Y antes de eso, todas las otras veces con Quino. En cámara rápida y marcha atrás, hasta llegar a las muchas primeras veces en ese Buenos Aires de los sesenta/setenta que es el Buenos Aires que yo más recuerdo —ahora, a mis cincuenta y siete años— cuando me pongo a recordar Buenos Aires. Quino en su casa y Quino en casa de mis padres (Quino que acabará «dejándose de ver» con ellos, pero que seguirá viéndome a mí por aquí y por allá). Quino dibujando y yo —quien disfrutaba mucho dibujando— apenas alcanzando los bordes de su tablero para ver lo que Quino ahí dibujaba. Yo —que de niño no jugaba al fútbol ni tenía habilidad alguna salvo a la hora de la «composición tema libre»—, de pronto convirtiéndome en alguien muy popular y casi con superpoderes en mi escuela primaria porque, de algún modo inexplicable para mis amigos, yo podía predecir con exactitud qué iba a suceder próximamente en/con Mafalda. Yo —cuando me preguntaban «cómo hacía para hacerlo»— contestando que Quino era algo así como mi padrino. Y yo, claro, también soportando las burlas y los empujones y gritos por «¡Mentiroso!». Yo contándoselo a Quino y Quino dibujando y firmando —en la primera página de Yo que usted...— una especie de pergamino/documento oficial donde aparecíamos él y yo dibujados y dando constancia por escrito (incluyendo su huella digital y número de su DNI) de nuestra relación. Y mis compañeros primero contemplando eso admirados, pero enseguida uno diciendo: «El dibujo puede imitarse y cualquiera puede copiar la firma de Quino» (y no en lo primero, pero sí tenía razón en lo segundo: todos usábamos la firma de Quino para «soltar la mano» y así falsificar las más complicadas firmas de nuestros padres en los boletines de calificaciones). Así, la siguiente vez que vi a Quino le comenté, apesadumbrado, lo sucedido y Quino se rio mucho con esa risa de Quino.

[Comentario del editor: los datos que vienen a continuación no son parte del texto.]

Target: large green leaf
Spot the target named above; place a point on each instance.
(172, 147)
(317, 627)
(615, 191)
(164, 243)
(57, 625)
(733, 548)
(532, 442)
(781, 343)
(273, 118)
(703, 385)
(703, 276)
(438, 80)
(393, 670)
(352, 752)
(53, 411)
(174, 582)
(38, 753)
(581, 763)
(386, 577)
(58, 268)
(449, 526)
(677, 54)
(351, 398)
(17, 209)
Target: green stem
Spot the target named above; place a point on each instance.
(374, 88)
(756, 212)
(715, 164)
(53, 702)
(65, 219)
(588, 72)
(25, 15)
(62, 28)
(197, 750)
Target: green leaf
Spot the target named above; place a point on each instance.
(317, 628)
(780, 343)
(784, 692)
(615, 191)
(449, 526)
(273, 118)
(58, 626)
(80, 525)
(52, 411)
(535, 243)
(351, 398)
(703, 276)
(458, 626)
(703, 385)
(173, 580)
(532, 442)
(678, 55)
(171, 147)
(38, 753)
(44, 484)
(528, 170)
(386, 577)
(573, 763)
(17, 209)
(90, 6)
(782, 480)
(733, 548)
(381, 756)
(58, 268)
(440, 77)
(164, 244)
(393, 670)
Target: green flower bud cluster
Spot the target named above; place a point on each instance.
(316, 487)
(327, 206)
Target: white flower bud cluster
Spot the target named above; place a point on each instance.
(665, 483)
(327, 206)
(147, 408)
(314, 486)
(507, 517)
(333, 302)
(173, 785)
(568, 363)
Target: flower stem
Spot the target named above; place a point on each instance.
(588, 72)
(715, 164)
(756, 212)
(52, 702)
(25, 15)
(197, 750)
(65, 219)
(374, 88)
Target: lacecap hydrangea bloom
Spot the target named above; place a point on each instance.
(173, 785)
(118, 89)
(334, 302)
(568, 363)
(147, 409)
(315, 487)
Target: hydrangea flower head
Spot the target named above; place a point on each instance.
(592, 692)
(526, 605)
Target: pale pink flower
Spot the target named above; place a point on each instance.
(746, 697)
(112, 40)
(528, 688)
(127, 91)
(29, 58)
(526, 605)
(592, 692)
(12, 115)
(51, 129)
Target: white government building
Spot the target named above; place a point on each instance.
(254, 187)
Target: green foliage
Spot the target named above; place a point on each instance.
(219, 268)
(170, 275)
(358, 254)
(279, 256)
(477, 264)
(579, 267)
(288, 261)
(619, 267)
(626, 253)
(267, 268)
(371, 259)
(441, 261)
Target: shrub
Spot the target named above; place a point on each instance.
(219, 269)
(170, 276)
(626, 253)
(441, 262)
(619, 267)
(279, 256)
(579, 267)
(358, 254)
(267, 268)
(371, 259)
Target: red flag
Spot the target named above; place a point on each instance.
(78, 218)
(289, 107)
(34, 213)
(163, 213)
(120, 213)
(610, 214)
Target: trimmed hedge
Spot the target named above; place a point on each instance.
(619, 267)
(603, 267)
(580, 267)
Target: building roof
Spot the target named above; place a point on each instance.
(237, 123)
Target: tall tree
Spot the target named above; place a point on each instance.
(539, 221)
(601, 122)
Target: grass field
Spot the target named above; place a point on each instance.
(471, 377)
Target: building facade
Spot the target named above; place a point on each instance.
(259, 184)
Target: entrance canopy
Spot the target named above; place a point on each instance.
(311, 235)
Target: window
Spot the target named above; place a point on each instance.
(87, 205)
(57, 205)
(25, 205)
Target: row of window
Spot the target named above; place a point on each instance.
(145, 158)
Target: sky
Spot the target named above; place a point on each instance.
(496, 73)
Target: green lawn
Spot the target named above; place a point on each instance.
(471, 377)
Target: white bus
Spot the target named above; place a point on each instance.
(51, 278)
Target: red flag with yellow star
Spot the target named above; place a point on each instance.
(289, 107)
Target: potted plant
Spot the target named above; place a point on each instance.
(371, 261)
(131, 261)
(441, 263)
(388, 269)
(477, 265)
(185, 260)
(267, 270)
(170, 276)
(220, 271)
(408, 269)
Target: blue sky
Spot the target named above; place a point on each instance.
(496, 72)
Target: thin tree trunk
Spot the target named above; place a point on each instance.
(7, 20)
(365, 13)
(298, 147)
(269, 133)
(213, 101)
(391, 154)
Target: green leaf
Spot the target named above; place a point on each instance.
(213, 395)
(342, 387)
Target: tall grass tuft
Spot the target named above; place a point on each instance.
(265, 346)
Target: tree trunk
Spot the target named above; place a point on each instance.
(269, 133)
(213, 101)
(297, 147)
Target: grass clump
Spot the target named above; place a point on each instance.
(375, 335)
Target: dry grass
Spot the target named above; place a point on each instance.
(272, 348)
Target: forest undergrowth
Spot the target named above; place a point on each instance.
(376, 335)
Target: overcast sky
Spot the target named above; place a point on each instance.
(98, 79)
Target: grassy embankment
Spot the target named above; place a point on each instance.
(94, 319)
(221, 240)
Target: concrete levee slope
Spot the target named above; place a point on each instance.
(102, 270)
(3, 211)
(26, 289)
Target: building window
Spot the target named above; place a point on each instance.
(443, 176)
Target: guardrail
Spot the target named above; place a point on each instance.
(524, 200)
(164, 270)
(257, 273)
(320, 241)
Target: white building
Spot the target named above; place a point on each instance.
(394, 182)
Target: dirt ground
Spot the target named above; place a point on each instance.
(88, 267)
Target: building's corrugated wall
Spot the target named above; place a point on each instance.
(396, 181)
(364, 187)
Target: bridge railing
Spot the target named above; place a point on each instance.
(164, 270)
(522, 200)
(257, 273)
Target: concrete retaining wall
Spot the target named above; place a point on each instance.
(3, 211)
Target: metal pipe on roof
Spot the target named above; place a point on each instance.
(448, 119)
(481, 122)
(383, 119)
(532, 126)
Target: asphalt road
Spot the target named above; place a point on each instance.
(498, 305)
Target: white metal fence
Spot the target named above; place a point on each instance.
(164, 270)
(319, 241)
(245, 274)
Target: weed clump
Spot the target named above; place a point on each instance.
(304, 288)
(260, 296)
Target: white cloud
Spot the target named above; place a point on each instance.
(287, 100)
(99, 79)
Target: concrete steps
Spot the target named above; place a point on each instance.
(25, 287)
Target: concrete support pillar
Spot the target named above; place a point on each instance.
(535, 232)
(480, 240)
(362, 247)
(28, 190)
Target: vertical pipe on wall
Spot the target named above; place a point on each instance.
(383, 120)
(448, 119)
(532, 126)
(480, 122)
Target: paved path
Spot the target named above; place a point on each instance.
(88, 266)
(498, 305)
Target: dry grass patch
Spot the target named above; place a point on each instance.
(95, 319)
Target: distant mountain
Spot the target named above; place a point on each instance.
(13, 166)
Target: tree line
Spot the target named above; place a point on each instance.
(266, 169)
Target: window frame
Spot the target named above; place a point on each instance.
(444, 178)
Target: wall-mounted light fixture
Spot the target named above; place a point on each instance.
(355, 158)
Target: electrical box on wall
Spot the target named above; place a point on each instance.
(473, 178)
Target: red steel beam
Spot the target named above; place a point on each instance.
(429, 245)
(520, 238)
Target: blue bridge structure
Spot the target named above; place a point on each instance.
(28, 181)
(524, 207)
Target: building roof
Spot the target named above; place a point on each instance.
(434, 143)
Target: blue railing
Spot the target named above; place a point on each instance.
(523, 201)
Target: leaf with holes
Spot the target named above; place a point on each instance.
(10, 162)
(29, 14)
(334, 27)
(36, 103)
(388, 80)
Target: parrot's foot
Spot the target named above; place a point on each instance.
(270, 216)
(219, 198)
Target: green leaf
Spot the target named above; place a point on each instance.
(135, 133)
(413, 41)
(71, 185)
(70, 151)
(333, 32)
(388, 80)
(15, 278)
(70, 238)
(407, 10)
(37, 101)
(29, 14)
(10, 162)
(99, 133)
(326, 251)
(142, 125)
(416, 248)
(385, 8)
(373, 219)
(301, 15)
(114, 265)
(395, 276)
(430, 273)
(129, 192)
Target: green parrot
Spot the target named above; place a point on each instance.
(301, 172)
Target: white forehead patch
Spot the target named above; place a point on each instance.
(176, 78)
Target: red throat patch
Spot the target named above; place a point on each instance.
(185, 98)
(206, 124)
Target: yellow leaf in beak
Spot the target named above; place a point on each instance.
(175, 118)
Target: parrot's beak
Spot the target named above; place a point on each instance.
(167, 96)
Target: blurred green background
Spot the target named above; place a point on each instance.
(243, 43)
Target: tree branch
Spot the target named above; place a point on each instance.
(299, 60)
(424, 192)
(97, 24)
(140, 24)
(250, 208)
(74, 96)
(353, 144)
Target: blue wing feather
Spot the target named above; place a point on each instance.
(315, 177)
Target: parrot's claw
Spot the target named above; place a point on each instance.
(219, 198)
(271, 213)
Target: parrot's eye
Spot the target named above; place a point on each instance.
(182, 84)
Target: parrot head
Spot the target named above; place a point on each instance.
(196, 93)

Días después, una perfectamente dibujada y llena de gracia tarde de otoño, a la salida del colegio —sin haberme avisado de que estaría allí—, Quino me esperaba en la puerta para explicar/probar incuestionablemente y sin dejar dudas y de una buena vez por todas su relación conmigo a mis compañeros.
Entonces, Quino los reunió a todos en un rincón de la calle y les contó que me conocía desde que nací.
Y ahí y entonces (Quino repartió rápido algunas Mafaldas apresuradas en cuadernos tapa dura marca Rivadavia y luego se fue caminando a toda velocidad pero con esos pasitos cortos tan suyos de regreso a alguno de los muchos chistes que tenía por delante) todos los que allí me conocían no pudieron sino reconocerme que yo lo conocía.
Y, reconociéndolo, ellos también conocieron a Quino.